Thor es un dios compartido por las mitologías nórdica y germánica. Habitualmente se lo presenta como el dios del trueno, pero también tenía influencia sobre la protección de las cosechas, la suerte de las batallas y los viajes, la justicia y el clima.
Para las tribus germánicas era el dios principal y más venerado, y son numerosas las leyendas que narran sus hazañas. En las Eddas, recopilaciones medievales de los mitos nórdicos, Thor cumple habitualmente el papel de protector del Midgard, el mundo de los hombres.
Su arma era el martillo arrojadizo, y era habitual que sus adoradores realizaran pequeñas réplicas que les sirvieran como amuleto protector. Durante el proceso de cristianización de la península escandinava, estos amuletos adquirieron un nuevo significado al convertirse en símbolos de la rebeldía y resistencia paganas.
Thor es el hijo del dios mayor Odín, y su madre es la personificación de la tierra. Tiene una hija y un hijastro de su esposa, Sif, otro hijo de la gigante Járnsaxa y un hijo, personificación de la ira, de madre desconocida.
Considerado el patrón de la ley, se lo suele relacionar con las runas y las ceremonias de consagración y muchos poemas exaltan sus habilidades mágicas y su gran sabiduría. Se canta que es capaz de cambiar de tamaño y forma y que los truenos y relámpagos que envía durante las tormentas hacen madurar los cultivos.

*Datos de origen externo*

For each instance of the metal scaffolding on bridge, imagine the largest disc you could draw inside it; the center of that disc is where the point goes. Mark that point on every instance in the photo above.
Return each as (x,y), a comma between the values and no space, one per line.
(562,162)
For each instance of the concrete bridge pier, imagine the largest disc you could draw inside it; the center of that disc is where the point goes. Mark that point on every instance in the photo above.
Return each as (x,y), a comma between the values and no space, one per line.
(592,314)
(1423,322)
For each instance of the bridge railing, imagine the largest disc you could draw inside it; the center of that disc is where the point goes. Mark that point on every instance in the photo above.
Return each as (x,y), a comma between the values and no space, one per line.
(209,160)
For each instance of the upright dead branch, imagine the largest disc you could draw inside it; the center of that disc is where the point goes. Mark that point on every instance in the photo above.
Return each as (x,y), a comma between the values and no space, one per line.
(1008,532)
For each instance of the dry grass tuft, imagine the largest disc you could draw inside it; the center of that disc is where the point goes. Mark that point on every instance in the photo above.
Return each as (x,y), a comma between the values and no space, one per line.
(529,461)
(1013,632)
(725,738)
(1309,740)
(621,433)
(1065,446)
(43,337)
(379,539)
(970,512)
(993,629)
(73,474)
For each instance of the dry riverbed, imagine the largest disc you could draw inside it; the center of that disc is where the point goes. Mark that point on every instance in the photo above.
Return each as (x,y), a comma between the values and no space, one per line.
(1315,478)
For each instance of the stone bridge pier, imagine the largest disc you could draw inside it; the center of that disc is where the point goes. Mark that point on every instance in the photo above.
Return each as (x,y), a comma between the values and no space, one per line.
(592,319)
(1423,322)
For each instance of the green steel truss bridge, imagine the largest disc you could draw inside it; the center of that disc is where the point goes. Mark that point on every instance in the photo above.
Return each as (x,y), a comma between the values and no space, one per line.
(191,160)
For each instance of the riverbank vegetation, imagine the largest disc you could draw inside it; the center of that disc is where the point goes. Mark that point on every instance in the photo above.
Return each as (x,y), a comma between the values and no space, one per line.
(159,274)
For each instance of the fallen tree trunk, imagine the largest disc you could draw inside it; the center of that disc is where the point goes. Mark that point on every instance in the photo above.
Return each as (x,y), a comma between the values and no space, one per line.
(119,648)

Habitualmente se lo representa como un gran guerrero capaz de derrotar un ejército de gigantes con la sola ayuda de Mjolnir, el martillo que jamás falla su blanco.
Sin embargo, Thor no representa la búsqueda de gloria en el campo de batalla, sino que cumple allí una función eminentemente protectora. De allí que fuera adorado principalmente por artesanos y campesinos.

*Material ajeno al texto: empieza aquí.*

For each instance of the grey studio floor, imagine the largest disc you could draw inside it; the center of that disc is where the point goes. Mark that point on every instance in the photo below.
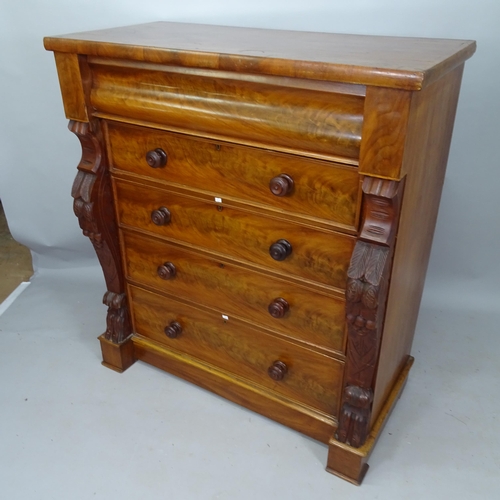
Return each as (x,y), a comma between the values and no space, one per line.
(72,429)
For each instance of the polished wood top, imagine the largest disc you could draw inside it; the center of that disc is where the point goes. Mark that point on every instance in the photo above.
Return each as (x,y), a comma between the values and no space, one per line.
(406,63)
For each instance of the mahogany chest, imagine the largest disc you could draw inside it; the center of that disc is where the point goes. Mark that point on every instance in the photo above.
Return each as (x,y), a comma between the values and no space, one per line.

Thor vive en el Asgard, la morada de los dioses, en Bilskirnir, el palacio más grande de todos. Allí, en las 540 habitaciones que comparte con su esposa Sif y sus hijos, recibe a los esclavos y campesinos muertos. El dios viaja en un carro tirado por dos machos cabríos a los que puede cocinar y luego revivir a voluntad con un toque de su martillo. El carro resquebraja las montañas y arrasa las tierras por las que pasa.